Why did I sit through the entirety of this movie? Honestly, I should have known better than to watch a movie by the same guy that came up with Napoleon Dynamite. I absolutely don't understand why anyone was/is enamoured by that film. I weighed the positives and negatives associated with the movie before watching it and figured it was worth a shot. When your cast has Sam Rockwell, Jermaine Clement, Will Forte, and Danny McBride, shouldn't there be a few laughs? When you've got a comedy team assembled to tackle the idea of a biblical treasure hunter going down the path of fraud, shouldn't there be some merit?
Sadly, the highlight of this movie was a frankly over-the-top stereotype of a middle-eastern Jew played by Jermaine Clement. I don't believe he's Jewish and he's from New Zealand. From what I'm to understand, his half-Maori heritage could explain the darkened skin as say compared to Rockwell or McBride. I don't even know how to explain the character. Everything was a parody from the look to the sound. A couple times, his accent was used to play a "nobody understands you" gag. We're dealing with the lowest of "comedy" here at best. I ended up watching an interview and apparently the director and wife, his brother, and the entire crew are lovely and hard-working folks and it made for a great filming experience. Let me go on record stating that such wonder doesn't translate to the screen whatsoever.
I've been so lucky in the past in that I usually don't watch the lame movies by actors I really like. I can cite Tom Hanks as an example because I've never seen that volleyball-island movie and don't care to. I've not seen any of the wartime movies he's done either because war movies rarely appeal to me truthfully. I've not seen one movie that would warrant a negative review from me is what I'm saying. I've been lucky with Rockwell and Clement in the past as well, despite Rockwell picking some iffy choices. Maybe it's that I'm such a fan that I overlook some of the shit he's been in. Actually, Seven Psychopaths was pretty fucking bad. I should voice that. This movie ends the streak for everyone involved. I was on a "Kiwi" kick for the past few weeks and this seems to have brought that to an end. I might have to revisit What We Do In The Shadows again to wash the taste of this out of my mouth.
I'll actually write briefly about the film. Long story short, Rockwell plays the titular role. He is really good at finding biblical artifacts (though it's never explained whether or not he really finds them or is committing fraud the entire time). He gets a sweet deal by McBride's character and the church said character runs. I don't actually remember any of the character names except for Don Verdean, so excuse the poor explanation in that regard. The latest find doesn't go well, causing Verdean to commit fraud with Jemaine Clement's stereotype character. A few other things happen along the way that are not interesting, funny, or anything remotely positive. I'll spoil the end in stating that Verdean ends up in prison along with the stereotype character. None of it matters, far as I can tell. Hopefully this review and the ending spoiler will talk people out of seeing this movie.

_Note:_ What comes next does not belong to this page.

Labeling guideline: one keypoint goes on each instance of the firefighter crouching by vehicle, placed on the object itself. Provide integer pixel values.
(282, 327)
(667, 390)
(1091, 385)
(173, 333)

I want to close by explaining my process in choosing to watch Don Verdean. I read some reviews. They were all over the place. Anywhere from 1/10 to 10/10. The high-rated reviews related it to Napoleon Dynamite where the low-rated ones said it wasn't like Napoleon Dynamite at all. You can see my dilemma because the low-rated reviews were enough to make me want to see it. "Oh, maybe the Hess brothers that wrote Napoleon Dynamite got their shit together and decided to steer clear of the bullshit Mormon attempt at humour that somehow got them a cult following". Nope. It was trash. It had the same low-budget "trying to be quirky" feel that seems to be the signature of the Hess Brothers. The actors and thoroughly dissected reviews set me up for failure because I wouldn't wish this film on my enemies. Under no circumstance should you see this movie and I apologize on behalf of cinema to anyone else who has made the mistake of taking on such a task. We should collectively sue the Hess brothers for the two hours we'll never get back.